For the last several weeks I have been harping upon the 2108ES level as a determination point for the market. We need to see where the market stops over that level to be able to identify the micro count much more clearly.
Basically, the problem we now encounter is that the 2108ES region represents the 1.236 extension within a potential 3rd wave up. That is ordinarily where the wave (iii) of (3) would target. And as long as all pullbacks maintain over the .764 extension, we would expect the market to rally to the 1.618 extension, which, in our case, is the 2035ES region.
However, the market topped last week a little bit below the 1.236 extension, and then found support just over the .764 extension. The question is still open if that was enough for wave (iii) and (iv) of (3) or not. If so, we should now be on our way to AT LEAST the 2119ES level (1.382 extension), or, more appropriately, the 1.618 extension at 2035ES. As long as this pullback maintains over 2088ES, we have a nice set up in a wave 1-2 structure to point us to the 2035ES region next. Should we break below 2088ES, it does put some questions in my mind as to what is playing out in this region.

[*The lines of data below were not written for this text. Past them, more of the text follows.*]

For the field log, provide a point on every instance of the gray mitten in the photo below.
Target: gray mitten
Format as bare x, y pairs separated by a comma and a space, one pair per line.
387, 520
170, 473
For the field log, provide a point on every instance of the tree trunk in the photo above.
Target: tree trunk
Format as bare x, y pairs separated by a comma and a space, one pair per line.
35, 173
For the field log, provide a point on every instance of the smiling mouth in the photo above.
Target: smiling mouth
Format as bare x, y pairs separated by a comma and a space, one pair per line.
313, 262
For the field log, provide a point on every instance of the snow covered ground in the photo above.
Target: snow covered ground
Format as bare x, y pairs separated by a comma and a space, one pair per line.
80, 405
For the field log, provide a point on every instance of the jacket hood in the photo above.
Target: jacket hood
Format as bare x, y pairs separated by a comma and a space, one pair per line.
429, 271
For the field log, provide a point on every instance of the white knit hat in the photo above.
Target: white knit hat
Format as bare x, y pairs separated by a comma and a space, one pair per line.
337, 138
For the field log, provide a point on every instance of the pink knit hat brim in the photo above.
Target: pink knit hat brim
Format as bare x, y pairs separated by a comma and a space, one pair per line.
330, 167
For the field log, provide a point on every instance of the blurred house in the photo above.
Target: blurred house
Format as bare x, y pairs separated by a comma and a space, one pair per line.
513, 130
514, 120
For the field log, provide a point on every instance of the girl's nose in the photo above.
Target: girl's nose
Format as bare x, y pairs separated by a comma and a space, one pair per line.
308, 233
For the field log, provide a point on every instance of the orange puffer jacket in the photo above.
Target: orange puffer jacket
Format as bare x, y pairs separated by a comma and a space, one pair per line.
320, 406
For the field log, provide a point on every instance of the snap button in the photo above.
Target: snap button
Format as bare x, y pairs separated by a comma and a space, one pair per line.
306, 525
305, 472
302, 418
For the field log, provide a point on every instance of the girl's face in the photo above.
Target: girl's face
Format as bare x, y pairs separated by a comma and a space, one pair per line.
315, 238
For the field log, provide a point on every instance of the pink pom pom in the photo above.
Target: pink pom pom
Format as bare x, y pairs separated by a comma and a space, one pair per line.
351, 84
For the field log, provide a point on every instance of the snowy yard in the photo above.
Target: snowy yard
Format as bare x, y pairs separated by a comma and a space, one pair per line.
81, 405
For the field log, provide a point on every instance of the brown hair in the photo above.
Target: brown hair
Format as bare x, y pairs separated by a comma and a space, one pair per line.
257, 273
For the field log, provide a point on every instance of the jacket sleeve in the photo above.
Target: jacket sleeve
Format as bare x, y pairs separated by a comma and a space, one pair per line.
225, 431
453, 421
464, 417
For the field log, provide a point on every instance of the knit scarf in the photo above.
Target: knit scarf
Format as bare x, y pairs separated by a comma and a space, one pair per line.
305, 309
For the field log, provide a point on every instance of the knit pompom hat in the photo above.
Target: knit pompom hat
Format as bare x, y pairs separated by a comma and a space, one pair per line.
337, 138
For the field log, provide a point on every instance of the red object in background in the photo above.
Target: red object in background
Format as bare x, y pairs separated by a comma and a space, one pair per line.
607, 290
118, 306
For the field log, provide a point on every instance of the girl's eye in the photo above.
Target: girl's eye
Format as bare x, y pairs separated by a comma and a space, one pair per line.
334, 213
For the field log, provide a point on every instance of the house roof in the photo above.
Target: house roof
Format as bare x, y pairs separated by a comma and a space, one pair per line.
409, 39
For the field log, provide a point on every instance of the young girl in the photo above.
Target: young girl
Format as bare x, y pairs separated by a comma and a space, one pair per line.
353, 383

And, as noted over the weekend, as long as we remain over 1980ES (which I can even extend slightly lower to the .764 extension at 1975ES), we should continue looking higher to complete wave i of 3 in the 2150ES region. The only difference is that this may push us out to the next Bradley turn date, which is around the 13th of March. But, that does seem like a bit too much time to complete this structure. I guess the question will depend on how much more this market wants to slow down. And, the interesting thing about this is that would allow the market to top in wave i of 3 at one Bradley date, and then bottom in wave ii of 3 at the next Bradley date. Something to strongly consider.